After much debate, KC Council revises rules on hiring minority- and women-owned firms
After nearly a year of debate and behind-the scenes wrangling, the Kansas City Council agreed unanimously Thursday to revise rules governing its program that requires companies working for the city to hire women- or minority-owned firms as subcontractors.
The 20-year-old program, called MBE/WBE (minority- and women-owned business enterprise), was established to remedy decades of discrimination.
Last year, those companies received an estimated $295 million worth of subcontracts for construction, engineering, accounting and other work.

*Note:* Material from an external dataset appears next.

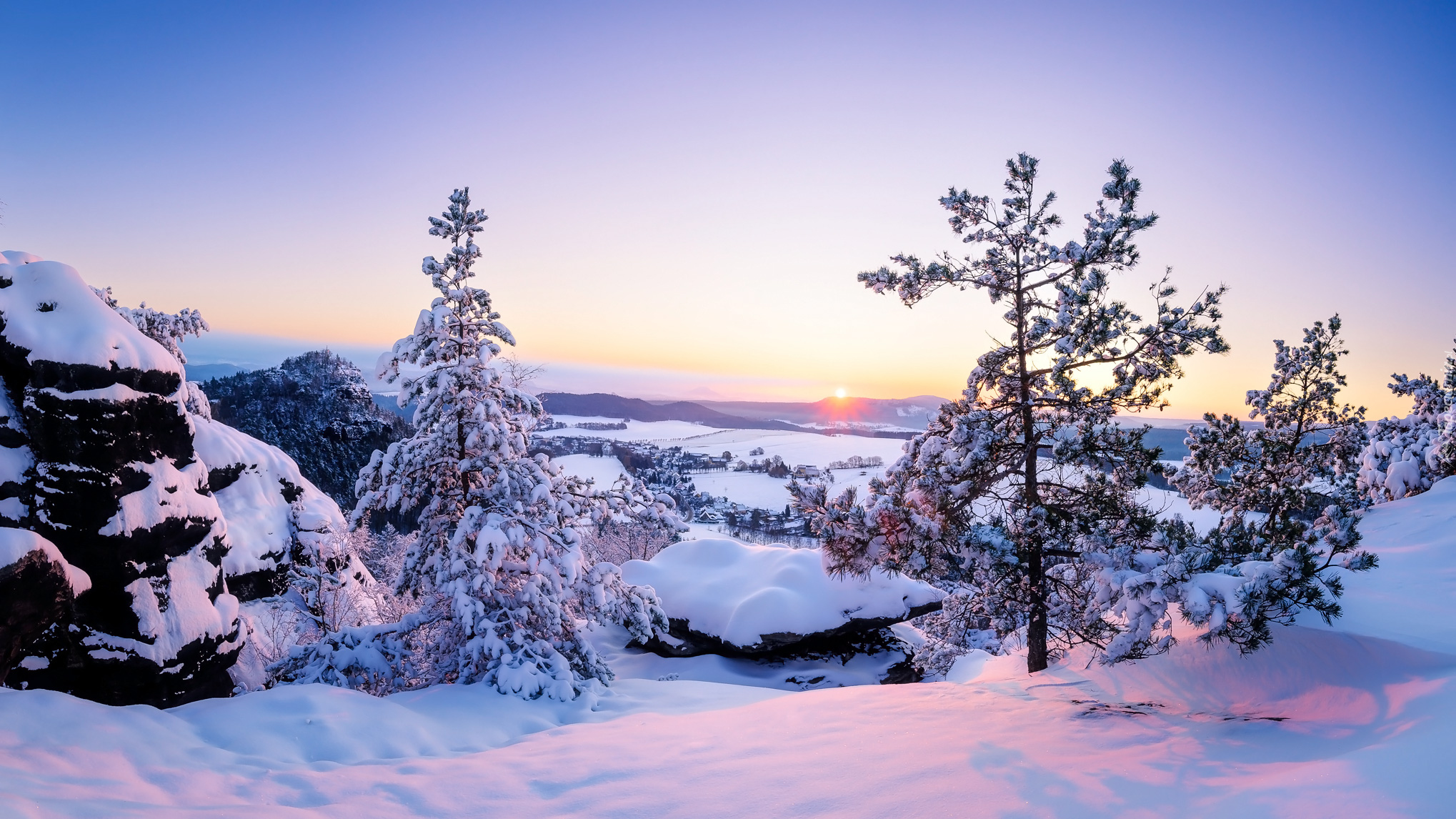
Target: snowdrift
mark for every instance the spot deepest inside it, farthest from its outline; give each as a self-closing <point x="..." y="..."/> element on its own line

The changes include a provision that allows large minority firms who win prime contracts to meet MBE/WBE subcontracting requirements with their own personnel, a practice called “self-performance.” Some small MBE/WBE firms protested the new rule, arguing that it will dry up some of their city work.
The new rules also impose a net worth test to determine the eligibility of minority company owners. The council adopted guidelines established by the U.S. Department of Transportation that limit an eligible contractor’s personal net worth to $1.32 million. That excludes any equity in the business or a home.
The revisions were spurred by the findings of a 2016 study that said the city’s race- and gender-based contracting programs might be vulnerable to court challenge because they are not sufficiently “narrowly tailored,” as required by law, to help those in need.
The biggest point of contention, one that for months pitted the city’s development community against many MBEs and WBEs, was the meaning of the term “good faith effort.”
The law requires majority-owned firms to be diligent in searching for minority subcontractors to hire. Firms that do not make the effort are subject to monetary damages.
The specific flashpoint involved majority companies working on projects with city agencies that grant property tax abatements and other incentives to developers who build in blighted areas.
Under the previous regulations, the last word belonged to the agencies, including the Tax Increment Financing Commission, the Land Clearance for Redevelopment Authority and the Planned Industrial Expansion Authority.
Human Relations director Phillip Yelder, who runs the MBE/WBE program, contended that his department should have final say because the agencies seldom find a problem. Yelder told a City Council committee this spring that over the last four years he has recommended more than $16 million in liquidated damages against firms but that just $90,000 was actually assessed by the incentive agencies.
He was supported in his position by many minority- and women-owned firms and the council’s four African-American members.
Agency and developer attorneys said the city lacked the standing to insist on damages because the contracts in question are between the developers and the agencies.
The compromise struck by the council kept final say with the agencies. But it added provisions requiring that disagreements between Yelder and the agencies first be brought to the Fairness In Construction Board, a panel appointed by the mayor and council to hear disputes over bidding and contracting matters involving MBEs and WBEs.
The measure appeared to finally be headed toward passage Thursday when a last-minute amendment, sponsored by Mayor Pro-Tem Scott Wagner on behalf of the development community, sparked more debate.
Wagner said his amendment only smoothed out procedural inconsistencies in the ordinance. Councilmen Jermaine Reed and Quinton Lucas contended they were more substantive. During a 20-minute recess, the final differences were worked out.
“Praise the Lord,” said Mayor Sly James.